AutoGen. Microsoft Research's multi-agent framework, similar mental model to CrewAI but oriented around conversational agents — one agent talks to another agent until consensus or task completion. Strong research backing, but less production-ready out of the box than LangChain or CrewAI. Best for prototypes where the value is exploring agent-to-agent dialogue patterns rather than shipping a hardened product. License: MIT.
All three are open source. All three install their own dependency trees. The choice between them is less about capability — they're all Turing-complete wrappers around the same SDK calls underneath — and more about which abstraction matches the shape of your problem. If you can describe your application as "an agent with tools," start with LangChain. If it's clearly "a team of agents with roles," CrewAI is the path of least resistance. If it's "retrieve from a large corpus and answer questions about it," LlamaIndex.
What to try next
Now that the basic agent works, three small extensions teach you most of what you'd use LangChain for day to day.

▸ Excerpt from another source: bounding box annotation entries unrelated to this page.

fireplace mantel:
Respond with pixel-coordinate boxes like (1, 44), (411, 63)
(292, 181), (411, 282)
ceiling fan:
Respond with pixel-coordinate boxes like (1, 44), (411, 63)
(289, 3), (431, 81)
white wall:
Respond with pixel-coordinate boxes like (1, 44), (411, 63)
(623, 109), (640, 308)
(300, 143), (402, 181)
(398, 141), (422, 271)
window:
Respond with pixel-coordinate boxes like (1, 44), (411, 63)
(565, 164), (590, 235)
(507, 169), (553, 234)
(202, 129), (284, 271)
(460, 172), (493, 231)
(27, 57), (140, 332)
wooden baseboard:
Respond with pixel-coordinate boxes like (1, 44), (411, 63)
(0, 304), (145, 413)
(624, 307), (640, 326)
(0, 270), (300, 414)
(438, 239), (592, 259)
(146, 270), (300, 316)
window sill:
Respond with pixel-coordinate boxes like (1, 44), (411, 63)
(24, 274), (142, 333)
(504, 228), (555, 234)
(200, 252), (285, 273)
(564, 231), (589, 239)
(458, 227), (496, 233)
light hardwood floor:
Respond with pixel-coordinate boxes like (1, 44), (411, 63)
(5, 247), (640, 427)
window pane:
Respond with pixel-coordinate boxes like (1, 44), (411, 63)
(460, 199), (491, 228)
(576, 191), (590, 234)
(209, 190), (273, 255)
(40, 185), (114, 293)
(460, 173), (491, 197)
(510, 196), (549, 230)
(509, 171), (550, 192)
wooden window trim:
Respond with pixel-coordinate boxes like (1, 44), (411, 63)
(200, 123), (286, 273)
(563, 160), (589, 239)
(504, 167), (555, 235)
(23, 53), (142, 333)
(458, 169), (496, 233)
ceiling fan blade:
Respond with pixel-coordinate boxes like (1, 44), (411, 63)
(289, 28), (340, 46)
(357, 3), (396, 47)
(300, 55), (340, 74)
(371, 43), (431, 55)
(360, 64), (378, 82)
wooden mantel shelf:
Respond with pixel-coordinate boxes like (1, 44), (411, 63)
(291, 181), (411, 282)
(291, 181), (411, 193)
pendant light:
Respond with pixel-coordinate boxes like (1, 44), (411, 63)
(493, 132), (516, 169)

Add a second tool. Define a second @tool-decorated function — a calculator, a string reverser, anything. Pass both tools to create_agent. Ask a question that requires picking between them. Watch the agent choose. This is the heart of how multi-tool agents work.
Replace the fake function with a real API. Swap the fake dict in get_weather for a call to a public weather API. The agent code does not change. The model now reads live data through your tool.
Use langgraph directly. When create_agent becomes too restrictive — for example, when you want a custom branching flow, human-in-the-loop steps, or parallel tool execution — drop down to langgraph and define the state graph yourself. The prebuilt agent is a shortcut for one common shape; the underlying library handles arbitrary flows.
What's next on this blog
This was episode-one-of-the-blog in the Lean AI Stack Explained track. The next posts in the series will cover, in order:
- What is a tool, and how an agent picks between two of them.
- What is RAG, and the smallest pipeline that counts as one.
- When LangChain is the wrong default — the critique you can only earn after the tutorial.
If you want the more opinionated content first, the Build Your Own Model Registry post applies the same "lean stack" philosophy to a different layer of the system.
LangChain is a useful tool when you use it deliberately. The fifteen lines above are the smallest deliberate use of it. Run them, change one thing, run them again — that's the whole way you ever learn a framework.